Our central result is the proof of global convergence of X-REGO, that heavily relies on an estimate of the probability of the reduced problem (\(\hbox {RP}\mathcal {X}\)) to be \(\epsilon \)-successful. By looking at the reduced problem through the prism of conic geometry, we have developed a new type of analysis to bound the probability of \(\epsilon \)-success of (\(\hbox {RP}\mathcal {X}\)). The bounds are expressed in terms of the so-called conic intrinsic volumes of circular cones which have exact formulae and thus are quantifiable. Using these formulae, we analysed the asymptotic behaviour of the bounds for large D. The analysis suggests that the success rate of (\(\hbox {RP}\mathcal {X}\)) (as expected) decreases exponentially with growing D. Confirming our intuition, the analysis also shows that (\(\hbox {RP}\mathcal {X}\)) has a high success rate for larger d and smaller distances between the location where subspaces are embedded (i.e., the point \(\varvec{p}\)) and the location of a global minimizer \(\varvec{x}^*\). This latter property of (\(\hbox {RP}\mathcal {X}\)) for general Lipschitz continuous functions is remindful of the dependence of the success rates of (\(\hbox {RP}\mathcal {X}\)) for functions with low effective dimensionality on the distance between \(\varvec{p}_{\top }\) and \(\varvec{x}_{\top }^*\), see [20]. Furthermore, to understand the relative performance of (\(\hbox {RP}\mathcal {X}\)), we compared it with a uniform sampling technique. We looked at lower bounds for the probability of \(\epsilon \)-success of the two techniques and found that the lower bound \(\tau (r_{\varvec{p}},d,D)\) for (\(\hbox {RP}\mathcal {X}\)) is greater than the lower bound \(\tau _{us}\) for uniform sampling if the distance \(\Vert \varvec{x}^* - \varvec{p} \Vert \) is smaller than \(0.48\sqrt{D}\) in the asymptotic regime (\(D \rightarrow \infty \)). In the asymptotic analysis, the embedding subspace d was kept fixed. The analysis showed that in this regime d has no significant effect on the relative performance of (\(\hbox {RP}\mathcal {X}\)). Future research may involve comparison of the performances of (\(\hbox {RP}\mathcal {X}\)) and uniform sampling in different asymptotic settings, for example, when \(d = \beta D\) for some fixed constant \(\beta \).

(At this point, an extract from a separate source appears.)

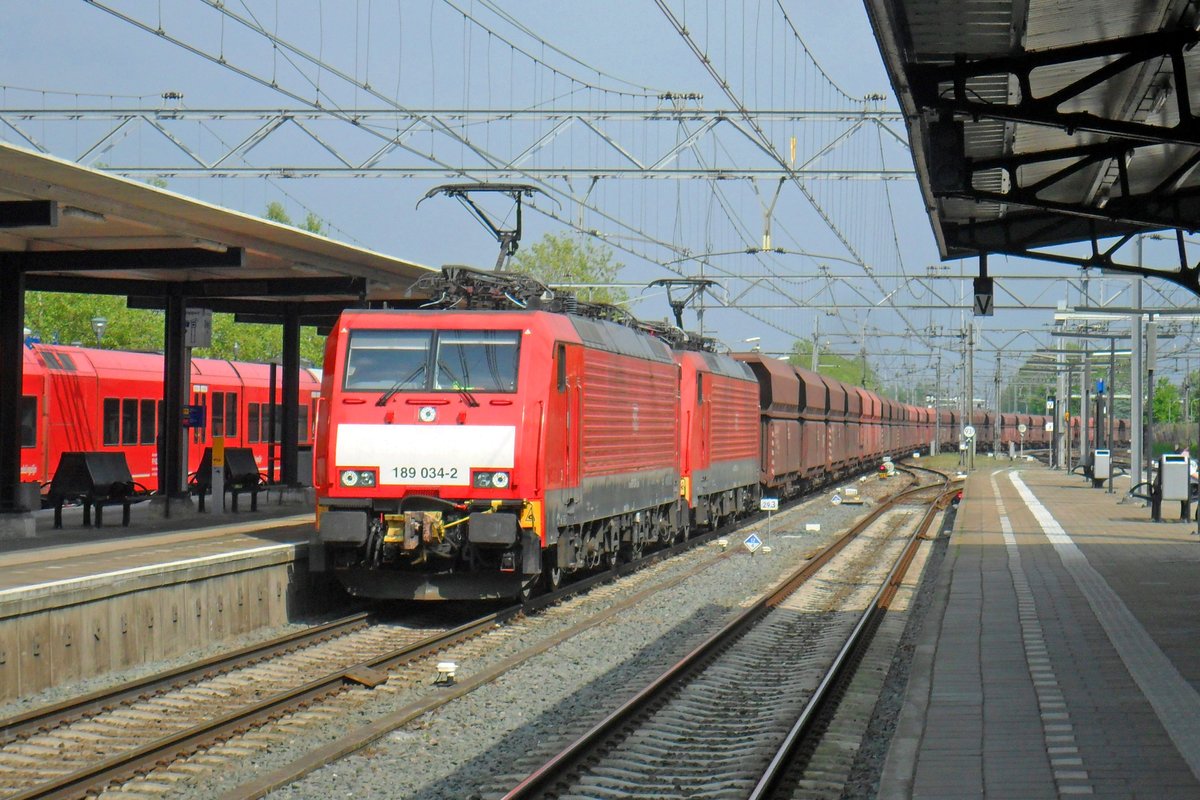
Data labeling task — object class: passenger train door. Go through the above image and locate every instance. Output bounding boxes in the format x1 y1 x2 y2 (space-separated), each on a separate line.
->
547 344 583 487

Our derivations are conceptual in nature, exploring new connections of global optimization to other areas such as conic integral geometry. As an illustration, in the second part of the paper, we used our analysis to obtain lower bounds — that are independent of D — for the probability of \(\epsilon \)-success of (\(\hbox {RP}\mathcal {X}\)) for functions with low effective dimensionality in the case \(d < d_e\). This analysis is exploited algorithmically and allows lifting the restriction of needing to know \(d_e\) for random embeddings algorithms for functions with low effective dimensionality. We tested the effectiveness of X-REGO numerically using global and local KNITRO for solving the reduced problem on a set of benchmark global optimization problems modified to have low effective dimensionality. We proposed different variants of X-REGO each corresponding to a specific rule for choosing \(\varvec{p}\)’s and contrasted them against each other and against the ‘no-embedding’ framework in which the solvers were applied to (P) directly with no use of subspace embeddings. The results of the experiments showed that the difference in performance between X-REGO and ‘no-embedding’ becomes more prominent for larger D, in favour of X-REGO. The results further suggest that the effectiveness of X-REGO, just like of REGO in [15], is solver-dependent. In our experiments, the best results were achieved by the local solver. In the future, we plan to investigate the performance of X-REGO when applied to general objectives and compare it with popular global optimization solvers.